Basidiobolomycosis is a chronic fungal infection of subcutaneous tissue found in immunocompetent patients. The disease is mostly limited to tropical and subtropical regions. The subcutaneous tissue of the thigh, trunk, and buttocks are the common sites; rarely, other parts of the body, such as the face and nose, also may be involved. Most of the cases of basidiobolomycosis respond well to oral itraconazole and/or saturated salt solution of potassium iodide. In resistant cases, voriconazole has been tried.
The dose of oral itraconazole in cutaneous and gastrointestinal basidiobolomycosis is usually 5 mg/kg. Although the response is noted in 2 weeks, prolonged therapy is needed.[5,6] Vikram et al. described that 73% of cases with basidiobolomycosis receiving oral itraconazole had a good response. Our case showed significant improvement with oral itraconazole 5 mg/kg/day and SSKI, as evidenced by the decrease in size of the ulcers and nodules. However, after some time patient relapsed either due to premature withdrawal of treatment or drug resistance. Relapse and extensive lesion of the patient compelled us to shift to voriconazole.
Voriconazole has been used as second line azole for basidiobolomycosis resistant to itraconazole.[4,8] Although rare, hyponatremia is a dangerous adverse effect of voriconazole. As our patient developed severe hyponatremia and seizure, the drug had to be stopped.

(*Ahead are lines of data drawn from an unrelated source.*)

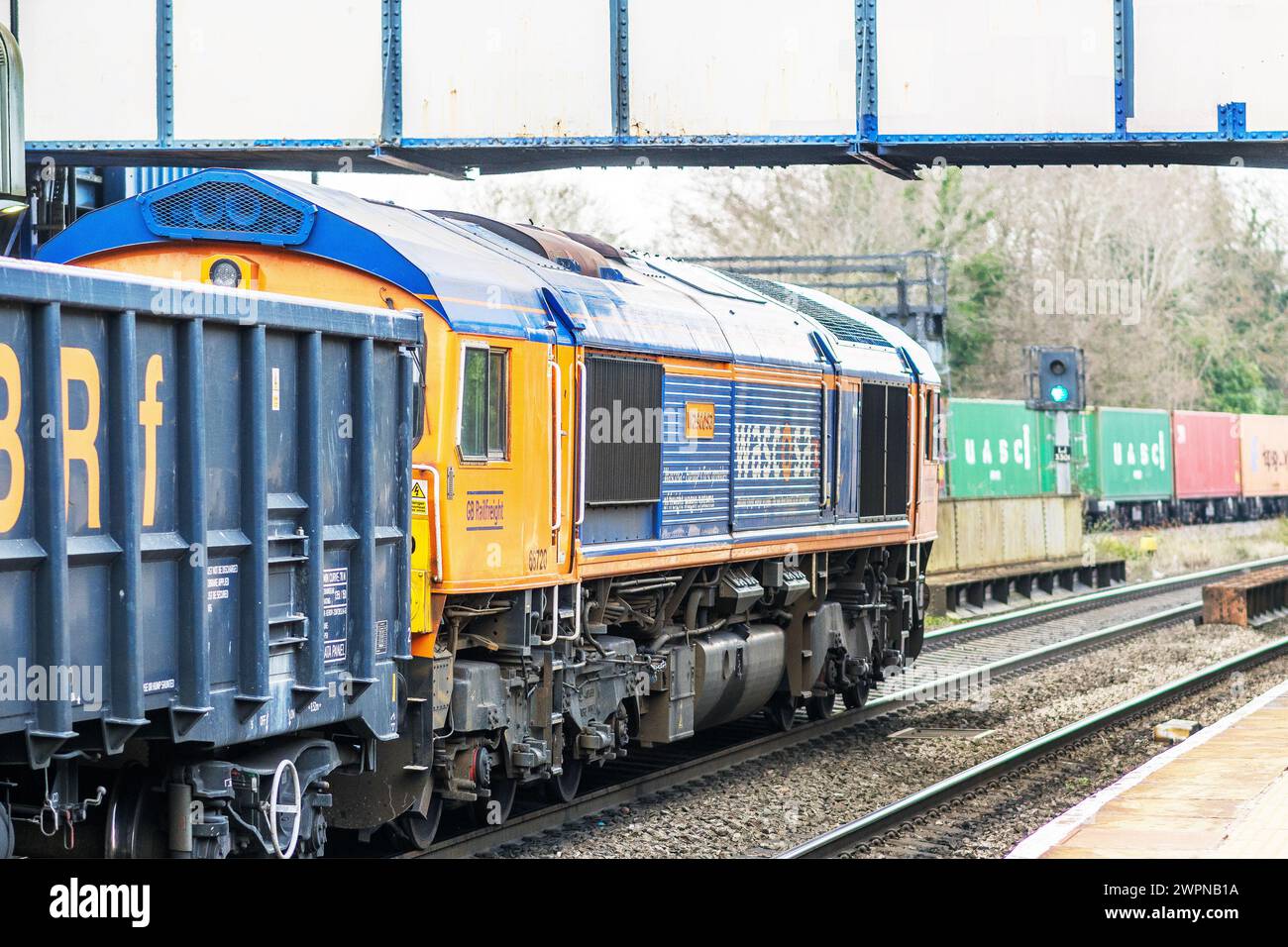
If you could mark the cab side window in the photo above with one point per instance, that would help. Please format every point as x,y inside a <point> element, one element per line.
<point>484,403</point>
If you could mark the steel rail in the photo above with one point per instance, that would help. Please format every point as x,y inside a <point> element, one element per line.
<point>1072,603</point>
<point>854,834</point>
<point>677,775</point>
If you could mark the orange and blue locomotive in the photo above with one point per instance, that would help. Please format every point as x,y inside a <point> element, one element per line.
<point>649,497</point>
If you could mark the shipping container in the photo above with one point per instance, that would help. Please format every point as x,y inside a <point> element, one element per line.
<point>1206,447</point>
<point>1263,444</point>
<point>1128,455</point>
<point>204,500</point>
<point>1000,449</point>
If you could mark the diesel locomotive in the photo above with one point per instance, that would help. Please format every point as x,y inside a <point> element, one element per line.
<point>648,497</point>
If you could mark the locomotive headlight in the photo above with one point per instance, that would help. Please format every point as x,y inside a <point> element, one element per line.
<point>226,273</point>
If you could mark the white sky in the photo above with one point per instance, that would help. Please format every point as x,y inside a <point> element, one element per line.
<point>642,201</point>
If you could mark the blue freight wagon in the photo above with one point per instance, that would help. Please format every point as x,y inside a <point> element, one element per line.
<point>204,551</point>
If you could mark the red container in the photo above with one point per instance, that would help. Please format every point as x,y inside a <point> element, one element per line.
<point>1206,449</point>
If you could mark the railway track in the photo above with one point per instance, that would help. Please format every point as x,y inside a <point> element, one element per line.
<point>910,814</point>
<point>954,663</point>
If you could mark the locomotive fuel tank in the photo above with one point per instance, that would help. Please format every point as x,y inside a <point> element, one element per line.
<point>737,672</point>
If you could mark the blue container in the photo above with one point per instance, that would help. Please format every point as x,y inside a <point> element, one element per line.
<point>202,504</point>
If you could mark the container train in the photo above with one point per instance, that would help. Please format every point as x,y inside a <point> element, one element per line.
<point>349,566</point>
<point>1133,467</point>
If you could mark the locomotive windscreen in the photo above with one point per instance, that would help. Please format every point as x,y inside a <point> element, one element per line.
<point>623,442</point>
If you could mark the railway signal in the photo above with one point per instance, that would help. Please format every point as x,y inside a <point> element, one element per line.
<point>1057,382</point>
<point>1056,377</point>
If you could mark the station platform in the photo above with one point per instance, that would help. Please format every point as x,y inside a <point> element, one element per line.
<point>1219,793</point>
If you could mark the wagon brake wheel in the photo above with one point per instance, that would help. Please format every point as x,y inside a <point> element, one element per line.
<point>279,806</point>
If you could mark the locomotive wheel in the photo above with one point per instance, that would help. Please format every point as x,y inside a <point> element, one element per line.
<point>857,694</point>
<point>781,711</point>
<point>819,707</point>
<point>563,788</point>
<point>419,830</point>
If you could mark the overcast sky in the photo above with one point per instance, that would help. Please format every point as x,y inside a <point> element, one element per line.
<point>639,200</point>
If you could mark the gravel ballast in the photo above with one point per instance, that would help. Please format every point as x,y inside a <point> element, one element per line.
<point>767,805</point>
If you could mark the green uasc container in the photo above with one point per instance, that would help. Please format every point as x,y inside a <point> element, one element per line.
<point>997,449</point>
<point>1128,454</point>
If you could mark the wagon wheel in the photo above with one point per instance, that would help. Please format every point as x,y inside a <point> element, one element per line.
<point>133,815</point>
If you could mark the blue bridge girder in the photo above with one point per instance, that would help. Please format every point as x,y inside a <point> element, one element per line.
<point>503,85</point>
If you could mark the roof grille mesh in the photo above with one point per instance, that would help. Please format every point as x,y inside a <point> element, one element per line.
<point>842,326</point>
<point>227,208</point>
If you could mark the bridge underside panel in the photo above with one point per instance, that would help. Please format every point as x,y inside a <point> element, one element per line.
<point>502,85</point>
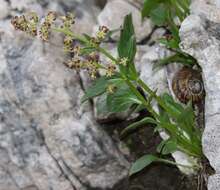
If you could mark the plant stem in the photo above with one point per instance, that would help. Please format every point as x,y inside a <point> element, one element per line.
<point>177,164</point>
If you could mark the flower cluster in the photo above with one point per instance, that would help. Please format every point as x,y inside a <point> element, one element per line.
<point>85,56</point>
<point>26,24</point>
<point>46,26</point>
<point>68,20</point>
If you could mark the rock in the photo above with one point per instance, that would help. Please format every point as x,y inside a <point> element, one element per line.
<point>156,79</point>
<point>113,15</point>
<point>207,9</point>
<point>200,38</point>
<point>48,140</point>
<point>4,9</point>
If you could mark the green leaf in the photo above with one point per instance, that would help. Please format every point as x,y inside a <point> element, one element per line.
<point>101,104</point>
<point>138,124</point>
<point>172,43</point>
<point>127,33</point>
<point>148,6</point>
<point>141,163</point>
<point>86,50</point>
<point>159,15</point>
<point>96,89</point>
<point>121,100</point>
<point>127,47</point>
<point>167,147</point>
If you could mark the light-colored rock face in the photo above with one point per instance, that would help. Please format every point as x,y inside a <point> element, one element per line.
<point>201,39</point>
<point>48,140</point>
<point>113,15</point>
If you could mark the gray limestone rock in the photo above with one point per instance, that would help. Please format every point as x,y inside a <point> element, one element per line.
<point>48,140</point>
<point>113,14</point>
<point>201,38</point>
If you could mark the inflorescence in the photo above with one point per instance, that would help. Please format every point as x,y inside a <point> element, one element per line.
<point>85,49</point>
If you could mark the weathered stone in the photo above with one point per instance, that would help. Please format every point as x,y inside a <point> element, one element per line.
<point>4,9</point>
<point>113,14</point>
<point>200,38</point>
<point>48,140</point>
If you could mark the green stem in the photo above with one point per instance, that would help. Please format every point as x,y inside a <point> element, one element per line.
<point>177,164</point>
<point>84,40</point>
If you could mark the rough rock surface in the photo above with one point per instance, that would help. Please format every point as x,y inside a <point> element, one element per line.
<point>47,139</point>
<point>113,14</point>
<point>201,38</point>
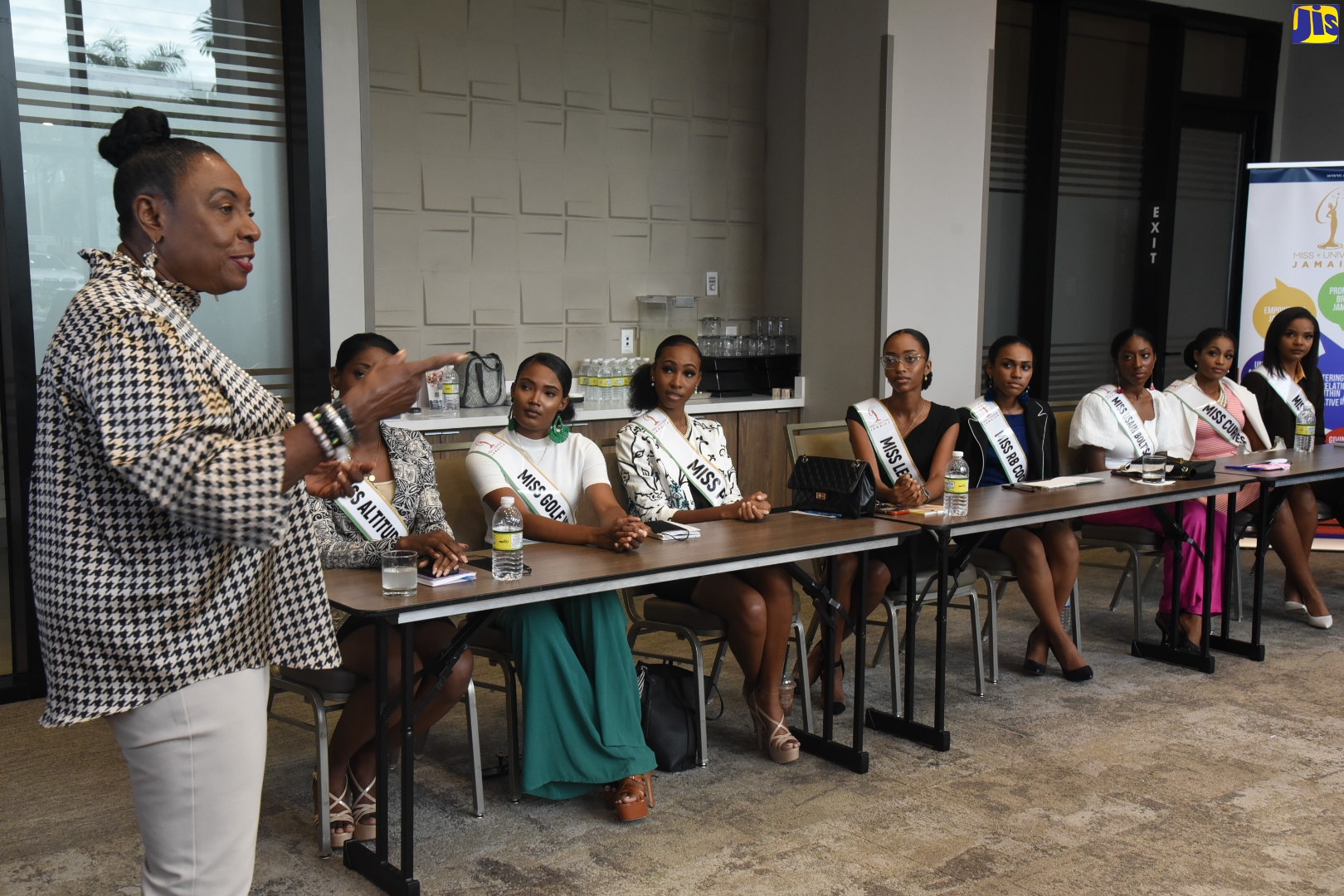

Surgical intervention in combination with systemic therapy is preferred in extensive disease. Among other treatment modalities, Al-Qahtani et al. reported significant fungistatic properties of non-antifungal agents cotrimoxazole, chloramphenicol, and artesunate against Basidiobolus species. They have also reported significant synergistic effects of cotrimoxazole with voriconazole and artesunate with voriconazole in vitro.
Our case was unusual as it was extensive, presented with ulcerations, and had a poor response to classical therapy.